Cryomilling of Decellularized Tissue: A Technique to Obtain Fine Extracellular Matrix Powder

Cryogenic milling or cryomilling is a technique that allows decellularized tissue specimens to be cooled to extremely low temperatures and ground to a fine powder while retaining their biochemical composition. 

To begin, obtain a lyophilized tissue-derived decellularized extracellular matrix or ECM of interest. Mince it to obtain small fragments.

Next, transfer the minced ECM fragments into a milling jar. Introduce milling balls into the milling jar. Immerse the loaded milling jar in liquid nitrogen to freeze the sample at −196 °C.

Load the cooled jar into a cryomilling system. Subject the frozen sample to cryomilling at an appropriate frequency for the desired duration.

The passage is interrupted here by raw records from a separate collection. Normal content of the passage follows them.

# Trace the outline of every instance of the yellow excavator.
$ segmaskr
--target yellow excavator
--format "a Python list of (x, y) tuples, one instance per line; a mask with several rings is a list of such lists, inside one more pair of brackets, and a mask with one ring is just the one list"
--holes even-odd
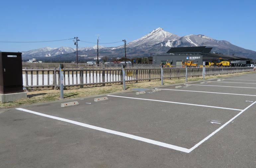
[(219, 58), (217, 59), (217, 62), (215, 63), (215, 64), (218, 66), (230, 66), (230, 62), (228, 61), (224, 61), (222, 58)]
[(188, 62), (182, 62), (182, 66), (184, 67), (186, 65), (187, 66), (197, 66), (197, 64), (196, 63), (193, 63), (193, 61), (188, 61)]
[[(160, 65), (162, 65), (162, 64)], [(171, 65), (169, 62), (166, 62), (163, 65), (163, 68), (171, 68), (173, 67), (173, 66)]]
[[(209, 62), (208, 63), (208, 65), (205, 65), (205, 67), (213, 67), (214, 66), (214, 64), (215, 63), (214, 62)], [(202, 65), (200, 65), (200, 68), (203, 68), (203, 67), (204, 66)]]

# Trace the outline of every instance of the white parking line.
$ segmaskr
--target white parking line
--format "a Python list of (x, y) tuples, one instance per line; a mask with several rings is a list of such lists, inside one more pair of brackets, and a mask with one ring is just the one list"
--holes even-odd
[(231, 110), (237, 110), (238, 111), (242, 111), (242, 110), (242, 110), (237, 109), (231, 109), (230, 108), (227, 108), (226, 107), (218, 107), (216, 106), (206, 106), (205, 105), (198, 105), (198, 104), (191, 104), (190, 103), (180, 103), (178, 102), (169, 102), (168, 101), (164, 101), (163, 100), (158, 100), (148, 99), (142, 99), (141, 98), (137, 98), (135, 97), (126, 97), (125, 96), (115, 96), (114, 95), (107, 95), (107, 96), (112, 96), (113, 97), (121, 97), (122, 98), (127, 98), (128, 99), (133, 99), (142, 100), (149, 100), (150, 101), (154, 101), (156, 102), (163, 102), (165, 103), (174, 103), (176, 104), (190, 105), (191, 106), (201, 106), (201, 107), (211, 107), (212, 108), (216, 108), (217, 109), (223, 109)]
[(256, 77), (230, 77), (229, 78), (246, 78), (247, 79), (256, 79)]
[(243, 82), (217, 82), (216, 81), (212, 81), (212, 82), (222, 82), (222, 83), (246, 83), (247, 84), (256, 84), (255, 83), (243, 83)]
[(256, 89), (256, 88), (250, 87), (240, 87), (239, 86), (219, 86), (219, 85), (196, 85), (195, 84), (191, 84), (192, 85), (204, 86), (216, 86), (218, 87), (228, 87), (230, 88), (248, 88), (250, 89)]
[(214, 135), (216, 133), (218, 132), (218, 131), (219, 131), (219, 130), (220, 130), (221, 129), (224, 128), (224, 127), (225, 127), (225, 126), (226, 126), (230, 122), (231, 122), (234, 120), (238, 116), (240, 116), (242, 113), (244, 112), (244, 111), (245, 110), (248, 109), (251, 106), (252, 106), (255, 103), (256, 103), (256, 101), (255, 101), (252, 104), (251, 104), (249, 106), (248, 106), (248, 107), (247, 107), (244, 109), (244, 110), (243, 110), (242, 111), (236, 115), (235, 116), (235, 117), (233, 117), (233, 118), (230, 119), (227, 122), (225, 123), (224, 124), (221, 126), (220, 126), (219, 128), (216, 129), (215, 131), (214, 131), (213, 133), (212, 133), (209, 135), (208, 136), (206, 137), (204, 139), (202, 140), (199, 142), (199, 143), (198, 143), (196, 145), (194, 146), (193, 147), (192, 147), (189, 150), (190, 151), (189, 151), (189, 152), (190, 152), (192, 150), (194, 150), (195, 148), (196, 148), (197, 147), (198, 147), (200, 145), (202, 144), (205, 141), (206, 141), (206, 140), (207, 140), (207, 139), (210, 138), (211, 136), (212, 136), (213, 135)]
[(178, 150), (179, 151), (181, 151), (182, 152), (184, 152), (189, 153), (191, 151), (191, 150), (190, 149), (187, 149), (186, 148), (180, 147), (177, 146), (171, 145), (170, 144), (168, 144), (165, 143), (161, 142), (158, 141), (156, 141), (155, 140), (152, 140), (152, 139), (149, 139), (143, 138), (140, 136), (137, 136), (131, 134), (128, 134), (128, 133), (114, 131), (111, 129), (106, 129), (103, 128), (102, 128), (101, 127), (99, 127), (98, 126), (95, 126), (91, 125), (89, 125), (89, 124), (83, 123), (80, 123), (79, 122), (77, 122), (76, 121), (73, 121), (73, 120), (68, 120), (67, 119), (64, 119), (63, 118), (60, 118), (60, 117), (53, 116), (50, 116), (49, 115), (47, 115), (47, 114), (45, 114), (43, 113), (38, 113), (33, 111), (31, 111), (31, 110), (27, 110), (24, 109), (22, 109), (21, 108), (19, 108), (16, 109), (18, 110), (21, 110), (21, 111), (27, 112), (28, 113), (30, 113), (36, 114), (39, 116), (43, 116), (45, 117), (47, 117), (48, 118), (66, 122), (67, 123), (70, 123), (80, 126), (84, 127), (93, 129), (96, 129), (96, 130), (98, 130), (103, 132), (108, 132), (109, 133), (112, 133), (112, 134), (115, 134), (115, 135), (118, 135), (121, 136), (124, 136), (125, 137), (127, 137), (127, 138), (130, 138), (134, 139), (136, 139), (138, 140), (144, 142), (145, 142), (151, 143), (152, 144), (154, 144), (158, 146), (161, 146), (169, 148), (170, 149), (173, 149)]
[(195, 91), (194, 90), (178, 90), (176, 89), (159, 89), (161, 90), (173, 90), (174, 91), (181, 91), (185, 92), (201, 92), (201, 93), (216, 93), (217, 94), (223, 94), (225, 95), (239, 95), (241, 96), (256, 96), (256, 95), (244, 95), (243, 94), (236, 94), (235, 93), (219, 93), (219, 92), (204, 92), (203, 91)]
[(208, 139), (210, 138), (212, 136), (214, 135), (215, 133), (216, 133), (217, 132), (218, 132), (220, 129), (224, 128), (228, 124), (229, 124), (229, 123), (231, 122), (232, 121), (234, 120), (237, 117), (240, 116), (241, 114), (242, 114), (244, 112), (244, 111), (245, 111), (246, 110), (248, 109), (249, 108), (251, 107), (254, 104), (255, 104), (256, 103), (256, 101), (254, 102), (252, 104), (251, 104), (251, 105), (250, 105), (248, 107), (247, 107), (244, 109), (244, 110), (242, 110), (241, 112), (239, 112), (238, 114), (236, 115), (235, 117), (233, 117), (233, 118), (230, 119), (227, 122), (225, 123), (224, 124), (221, 126), (220, 127), (219, 127), (219, 128), (216, 129), (215, 131), (213, 132), (212, 133), (211, 133), (209, 135), (207, 136), (206, 137), (204, 138), (200, 142), (199, 142), (196, 144), (194, 146), (193, 146), (193, 147), (192, 147), (192, 148), (189, 149), (187, 149), (185, 148), (183, 148), (182, 147), (180, 147), (180, 146), (177, 146), (171, 145), (170, 144), (169, 144), (161, 142), (156, 141), (154, 140), (152, 140), (152, 139), (149, 139), (143, 138), (142, 137), (141, 137), (140, 136), (134, 135), (132, 135), (131, 134), (128, 134), (128, 133), (126, 133), (124, 132), (119, 132), (118, 131), (114, 131), (113, 130), (112, 130), (111, 129), (108, 129), (104, 128), (102, 128), (101, 127), (99, 127), (98, 126), (92, 126), (91, 125), (89, 125), (88, 124), (83, 123), (80, 123), (79, 122), (76, 122), (73, 120), (68, 120), (68, 119), (64, 119), (63, 118), (60, 118), (60, 117), (58, 117), (54, 116), (50, 116), (49, 115), (47, 115), (47, 114), (45, 114), (43, 113), (38, 113), (37, 112), (32, 111), (31, 110), (27, 110), (24, 109), (22, 109), (21, 108), (18, 108), (17, 109), (16, 109), (18, 110), (20, 110), (21, 111), (23, 111), (27, 112), (28, 113), (30, 113), (36, 114), (39, 116), (42, 116), (47, 117), (48, 118), (50, 118), (52, 119), (54, 119), (55, 120), (59, 120), (60, 121), (63, 121), (64, 122), (66, 122), (67, 123), (69, 123), (71, 124), (73, 124), (81, 126), (83, 126), (84, 127), (86, 127), (87, 128), (93, 129), (95, 129), (96, 130), (98, 130), (100, 131), (102, 131), (103, 132), (109, 133), (112, 133), (112, 134), (117, 135), (119, 135), (122, 136), (124, 136), (125, 137), (126, 137), (128, 138), (133, 139), (136, 139), (138, 140), (142, 141), (145, 142), (147, 142), (147, 143), (151, 143), (152, 144), (154, 144), (158, 146), (162, 146), (163, 147), (165, 147), (169, 148), (170, 149), (174, 149), (175, 150), (181, 151), (181, 152), (184, 152), (189, 153), (191, 152), (194, 149), (195, 149), (196, 148), (198, 147), (201, 144), (204, 143), (204, 142), (205, 142), (206, 140), (207, 140)]
[(246, 80), (246, 79), (256, 79), (256, 78), (229, 78), (228, 79), (241, 79), (241, 80)]
[(251, 80), (252, 81), (256, 81), (256, 80), (245, 80), (244, 79), (225, 79), (225, 80)]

During cryomilling, the milling jar oscillates radially in the horizontal position. In consequence, the inertia of the milling balls facilitates them to impact the frozen sample with high energy at the rounded ends of the jar and pulverize it.

Additionally, the movement of the milling jar coupled with the motion of the milling balls promotes intensive mixing of the sample to obtain a fine powder with uniform particle size distribution.

Now, transfer the cryomilled ECM powder into a glass vial. Seal the vial tightly to prevent exposure to moisture. Desiccate the sample until further use.